As part of the layout control changes currently being made to Fisherton Sarum (more of which later) involves the turntable I thought it was about time I posted about the turntable itself. The turntable at Salisbury was originally a 65’ foot heavy over girder type. In 1958 this was replaced by a larger diameter under girder type. An unusual feature of Salisbury shed was the the access to the stores building unloading platform was via a shunt across the turntable and I have replicated this feature on Fisherton Sarum and it often raises a comment at exhibitions.

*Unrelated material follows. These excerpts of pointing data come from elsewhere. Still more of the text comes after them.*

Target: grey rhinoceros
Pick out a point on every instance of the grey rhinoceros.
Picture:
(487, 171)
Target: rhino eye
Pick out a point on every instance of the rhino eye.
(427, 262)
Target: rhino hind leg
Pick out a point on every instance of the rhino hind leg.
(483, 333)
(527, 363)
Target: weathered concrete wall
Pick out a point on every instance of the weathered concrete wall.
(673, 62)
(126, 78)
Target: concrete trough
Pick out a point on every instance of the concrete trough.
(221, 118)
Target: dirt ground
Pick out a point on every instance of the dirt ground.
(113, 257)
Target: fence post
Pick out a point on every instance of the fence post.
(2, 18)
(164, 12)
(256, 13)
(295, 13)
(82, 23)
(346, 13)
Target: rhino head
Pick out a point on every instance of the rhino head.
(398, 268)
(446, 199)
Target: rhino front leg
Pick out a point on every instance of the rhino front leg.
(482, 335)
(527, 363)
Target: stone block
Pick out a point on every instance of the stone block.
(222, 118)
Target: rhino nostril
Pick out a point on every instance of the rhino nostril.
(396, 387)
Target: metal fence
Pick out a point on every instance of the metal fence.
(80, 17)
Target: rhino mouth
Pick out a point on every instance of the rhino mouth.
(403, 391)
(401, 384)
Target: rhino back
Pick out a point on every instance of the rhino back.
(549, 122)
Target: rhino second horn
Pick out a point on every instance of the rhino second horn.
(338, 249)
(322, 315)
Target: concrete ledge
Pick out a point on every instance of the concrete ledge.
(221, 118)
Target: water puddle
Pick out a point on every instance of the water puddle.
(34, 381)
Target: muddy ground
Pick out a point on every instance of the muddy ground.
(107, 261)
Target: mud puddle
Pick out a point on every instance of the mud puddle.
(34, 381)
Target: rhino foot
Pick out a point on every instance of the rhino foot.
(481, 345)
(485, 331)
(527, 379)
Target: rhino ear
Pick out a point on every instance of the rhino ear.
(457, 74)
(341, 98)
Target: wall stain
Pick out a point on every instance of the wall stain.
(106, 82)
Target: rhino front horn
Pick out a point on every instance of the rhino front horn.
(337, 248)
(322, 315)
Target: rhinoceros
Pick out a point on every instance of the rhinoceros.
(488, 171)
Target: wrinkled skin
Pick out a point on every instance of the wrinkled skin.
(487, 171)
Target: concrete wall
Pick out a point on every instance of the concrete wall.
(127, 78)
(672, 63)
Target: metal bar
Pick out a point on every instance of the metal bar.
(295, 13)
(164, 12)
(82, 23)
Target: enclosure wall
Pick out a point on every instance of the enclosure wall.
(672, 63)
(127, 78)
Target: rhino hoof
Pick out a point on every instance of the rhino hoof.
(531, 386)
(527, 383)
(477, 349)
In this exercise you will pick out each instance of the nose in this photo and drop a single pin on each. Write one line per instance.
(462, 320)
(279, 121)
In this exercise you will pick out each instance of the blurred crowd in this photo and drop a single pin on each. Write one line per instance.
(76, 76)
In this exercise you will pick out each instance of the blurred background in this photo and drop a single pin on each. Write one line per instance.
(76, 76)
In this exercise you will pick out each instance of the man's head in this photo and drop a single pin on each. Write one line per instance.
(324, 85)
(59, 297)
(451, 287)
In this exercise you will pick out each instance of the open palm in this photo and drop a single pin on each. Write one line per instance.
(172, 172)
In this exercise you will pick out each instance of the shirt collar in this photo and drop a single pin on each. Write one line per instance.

On Fisherton Sarum I wanted to represent the original style of over girder table installed at Salisbury. I used a Peco kit for the well and the deck, modifying the deck by scratch building the heavy over girder sides and a the addition of the turner’s platform.
Thick plasticard and Plastistrut sections was used for the girder sides along with an overlay embossed with a punch to represent the rivets along the top of the sides. A small outbuilding was provided to act as a mess room for the turners employed at the shed, on Fisherton Sarum this is a modified Wills kit.
Ironically the Peco kit unmodified matches the later style at Salisbury.
Since I first built Fisherton Sarum the turntable was powered via a Frixinghall motor and gearbox that did not have any form of automatic indexing. This meant that the rotational speed of the table was not easy to control and track alignment had to be done by eye (sometimes easier than others) via a switch. This is in the process of being changed to stepper motor and gearbox controlled via a Model Electronic Railway Group (MERG) turntable controller kit, kindly built by Mark Riddoch, more of this in a future post.